JPS6353330A - Vertical pendulum type dynamic vibration reducer - Google Patents

Abstract

PURPOSE:To enable a long-period vibration to be damped by providing, on the tip of an arm, which makes a swinging movement by the aid of a supporting shaft on a supporting base, a dead weight, between the arm and the point making a relative motion, a viscoelastic body, and between the other strut and the arm, an elastic body respectively. CONSTITUTION:A dead weight 8 is provided on the tip of an arm 6 which makes a swinging movement by the aid of a supporting shaft 4 on a supporting base 2 which is extended at a structure 1, and an elastic body 12 is provided between a strut 10 and the arm 6, and then, a viscoelastic body 22 is provided between the arm 6 and the neighborhood of the base of the supporting base 2. In addition, a coil spring 14 is placed between a projection 3 which is extended at the structure 1. Thereby, the kinetic energy is converted to the thermal energy so as to be absorbed, and then, the characteristic frequency is adjusted by means of the angle alpha0 between the elastic body 12 and the arm 6, and the period is adjusted by means of the arm length and the spring constant. And therefore, while this device has a miniature and simple structure, it is enabled to damp a long-period vibration.

Description

DETAILED DESCRIPTION OF THE INVENTION [Field of Industrial Application] The present invention relates to a device for suppressing vertical vibrations of a structure such as a fishing bridge.

[Conventional technology]

FIG. 4 is an explanatory diagram showing an example of a conventional cantilever type dynamic vibration absorber. In the figure, 1 is a structure to be damped, 2 is a support provided on this structure 1, 4 is a support shaft interposed between this support 2 and arm 6, and 8 is provided on arm B. A dead weight,
12a is a balance spring spirally provided between the support base 2 and the arm 6.

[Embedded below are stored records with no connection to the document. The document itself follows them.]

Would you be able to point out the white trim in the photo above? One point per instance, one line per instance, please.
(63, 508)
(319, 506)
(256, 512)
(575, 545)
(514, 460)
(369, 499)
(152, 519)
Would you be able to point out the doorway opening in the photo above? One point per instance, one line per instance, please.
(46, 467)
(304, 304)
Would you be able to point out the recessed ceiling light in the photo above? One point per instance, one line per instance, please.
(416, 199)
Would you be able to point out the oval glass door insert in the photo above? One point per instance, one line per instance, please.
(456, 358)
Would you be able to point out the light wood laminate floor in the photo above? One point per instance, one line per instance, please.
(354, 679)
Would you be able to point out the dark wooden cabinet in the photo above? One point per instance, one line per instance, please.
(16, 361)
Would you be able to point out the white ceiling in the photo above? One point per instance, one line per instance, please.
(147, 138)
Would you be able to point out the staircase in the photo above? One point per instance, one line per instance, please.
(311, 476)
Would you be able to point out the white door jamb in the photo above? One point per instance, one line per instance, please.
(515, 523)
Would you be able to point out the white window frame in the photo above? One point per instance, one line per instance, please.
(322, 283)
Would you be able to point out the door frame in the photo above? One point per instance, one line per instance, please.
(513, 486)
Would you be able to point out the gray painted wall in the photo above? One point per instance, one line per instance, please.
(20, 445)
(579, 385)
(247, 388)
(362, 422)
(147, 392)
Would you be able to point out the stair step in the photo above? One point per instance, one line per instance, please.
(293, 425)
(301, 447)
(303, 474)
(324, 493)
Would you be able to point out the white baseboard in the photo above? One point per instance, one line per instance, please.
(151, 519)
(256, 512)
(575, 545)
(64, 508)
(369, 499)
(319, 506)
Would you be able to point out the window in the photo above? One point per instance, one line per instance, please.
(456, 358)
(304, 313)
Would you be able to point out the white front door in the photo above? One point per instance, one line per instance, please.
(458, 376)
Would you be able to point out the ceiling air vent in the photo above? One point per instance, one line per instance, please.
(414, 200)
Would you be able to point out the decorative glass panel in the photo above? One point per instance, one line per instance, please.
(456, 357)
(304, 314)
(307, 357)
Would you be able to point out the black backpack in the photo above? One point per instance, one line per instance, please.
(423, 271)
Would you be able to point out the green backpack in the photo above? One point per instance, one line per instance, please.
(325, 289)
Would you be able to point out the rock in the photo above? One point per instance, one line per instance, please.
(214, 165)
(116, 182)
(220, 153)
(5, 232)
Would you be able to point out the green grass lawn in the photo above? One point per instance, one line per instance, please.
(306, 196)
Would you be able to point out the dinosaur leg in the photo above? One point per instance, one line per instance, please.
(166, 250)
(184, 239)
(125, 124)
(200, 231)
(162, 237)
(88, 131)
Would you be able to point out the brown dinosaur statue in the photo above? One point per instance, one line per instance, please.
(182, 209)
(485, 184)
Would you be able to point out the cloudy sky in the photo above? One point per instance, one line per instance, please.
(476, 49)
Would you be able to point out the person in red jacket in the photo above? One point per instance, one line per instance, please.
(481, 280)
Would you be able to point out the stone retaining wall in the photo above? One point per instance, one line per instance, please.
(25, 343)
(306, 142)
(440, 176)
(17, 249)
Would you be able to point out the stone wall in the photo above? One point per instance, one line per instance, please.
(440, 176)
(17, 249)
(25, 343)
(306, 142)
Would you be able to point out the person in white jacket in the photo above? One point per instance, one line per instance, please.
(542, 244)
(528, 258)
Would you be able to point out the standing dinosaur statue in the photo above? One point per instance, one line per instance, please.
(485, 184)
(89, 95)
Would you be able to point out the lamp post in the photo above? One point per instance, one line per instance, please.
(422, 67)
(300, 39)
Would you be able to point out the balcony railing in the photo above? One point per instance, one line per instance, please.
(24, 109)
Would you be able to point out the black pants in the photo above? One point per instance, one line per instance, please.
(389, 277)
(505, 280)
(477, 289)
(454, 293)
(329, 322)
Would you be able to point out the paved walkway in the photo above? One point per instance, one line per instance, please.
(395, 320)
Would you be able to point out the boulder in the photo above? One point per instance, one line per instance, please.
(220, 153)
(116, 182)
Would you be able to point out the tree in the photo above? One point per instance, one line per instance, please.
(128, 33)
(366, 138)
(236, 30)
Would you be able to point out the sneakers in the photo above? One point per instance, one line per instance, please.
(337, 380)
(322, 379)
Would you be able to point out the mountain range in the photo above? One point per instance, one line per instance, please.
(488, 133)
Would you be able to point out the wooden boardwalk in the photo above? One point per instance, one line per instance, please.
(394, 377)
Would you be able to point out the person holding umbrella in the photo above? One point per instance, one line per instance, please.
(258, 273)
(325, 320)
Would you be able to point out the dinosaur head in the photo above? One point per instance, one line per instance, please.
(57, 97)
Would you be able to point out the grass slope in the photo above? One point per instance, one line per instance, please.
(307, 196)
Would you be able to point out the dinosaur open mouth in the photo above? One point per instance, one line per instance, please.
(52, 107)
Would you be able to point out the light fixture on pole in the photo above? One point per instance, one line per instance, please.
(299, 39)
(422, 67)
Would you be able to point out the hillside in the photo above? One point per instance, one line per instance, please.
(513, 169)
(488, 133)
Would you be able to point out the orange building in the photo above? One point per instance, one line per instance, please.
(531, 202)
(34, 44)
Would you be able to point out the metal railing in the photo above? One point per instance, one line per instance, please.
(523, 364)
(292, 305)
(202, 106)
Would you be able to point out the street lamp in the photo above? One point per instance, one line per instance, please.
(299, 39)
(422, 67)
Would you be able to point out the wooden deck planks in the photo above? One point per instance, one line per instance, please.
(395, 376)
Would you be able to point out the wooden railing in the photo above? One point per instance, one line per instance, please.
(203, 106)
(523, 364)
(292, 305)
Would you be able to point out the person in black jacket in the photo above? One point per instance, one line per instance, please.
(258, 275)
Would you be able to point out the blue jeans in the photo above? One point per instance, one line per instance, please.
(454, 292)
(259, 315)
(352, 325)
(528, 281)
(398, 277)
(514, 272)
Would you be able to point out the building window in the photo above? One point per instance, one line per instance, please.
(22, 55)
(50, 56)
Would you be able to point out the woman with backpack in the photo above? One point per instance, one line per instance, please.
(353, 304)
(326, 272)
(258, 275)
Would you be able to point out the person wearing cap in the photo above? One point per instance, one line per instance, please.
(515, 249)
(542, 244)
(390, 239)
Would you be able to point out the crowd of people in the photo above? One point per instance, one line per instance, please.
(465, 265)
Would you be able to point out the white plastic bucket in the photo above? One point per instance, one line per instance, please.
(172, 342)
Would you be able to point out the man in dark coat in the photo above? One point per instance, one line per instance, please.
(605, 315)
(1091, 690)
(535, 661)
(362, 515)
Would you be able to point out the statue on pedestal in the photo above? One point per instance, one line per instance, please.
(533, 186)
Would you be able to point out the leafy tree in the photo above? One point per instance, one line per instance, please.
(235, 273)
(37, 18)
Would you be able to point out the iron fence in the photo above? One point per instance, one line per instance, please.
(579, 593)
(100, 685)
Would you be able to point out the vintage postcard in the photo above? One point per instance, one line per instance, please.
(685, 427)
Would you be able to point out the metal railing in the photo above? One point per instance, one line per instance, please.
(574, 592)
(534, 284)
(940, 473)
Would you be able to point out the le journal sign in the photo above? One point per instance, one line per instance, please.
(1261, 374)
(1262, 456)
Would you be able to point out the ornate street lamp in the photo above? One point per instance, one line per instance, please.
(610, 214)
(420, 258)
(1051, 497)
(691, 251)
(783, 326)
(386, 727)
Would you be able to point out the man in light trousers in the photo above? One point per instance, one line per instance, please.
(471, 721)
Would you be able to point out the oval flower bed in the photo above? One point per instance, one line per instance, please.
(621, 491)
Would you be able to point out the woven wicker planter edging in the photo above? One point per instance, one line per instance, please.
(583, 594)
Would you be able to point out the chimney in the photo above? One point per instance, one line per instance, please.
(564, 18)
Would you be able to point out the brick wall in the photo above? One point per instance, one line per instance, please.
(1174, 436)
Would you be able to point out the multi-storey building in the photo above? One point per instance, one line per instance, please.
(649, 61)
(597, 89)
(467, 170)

Next, this operation will be explained. f, M If the relic 1 is considered to be part of a fishing bridge, and is subjected to wind pressure in the lateral direction of the fishing bridge, that is, in the direction perpendicular to the plane of the paper, then the fishing bridge is subjected to strong vertical vibrations due to the Karman vortex. If the period of the natural vibration of the bridge girder matches the period of the Karman vortex generated by the wind, it will resonate and eventually break.

As a preventive measure, the cantilever type dynamic vibration absorber shown in Fig. 4 above is fixed to the bridge girder with its arm A aligned in the same direction, so that the natural frequency of the bridge girder and the natural frequency of the cantilever type dynamic vibration absorber are matched. If this is done, the vibration of the bridge girder will be converted into kinetic energy of the weight 8 of the dynamic vibration absorber, thereby preventing the bridge girder from being destroyed.

Now, if the vibrating portion of this dynamic vibration absorber, such as the arm 6, is to suppress extremely long-period vibration, the period of the dynamic vibration absorber described above will be too short. Therefore, there is a limit to the lengthening of the position of the M weight 8.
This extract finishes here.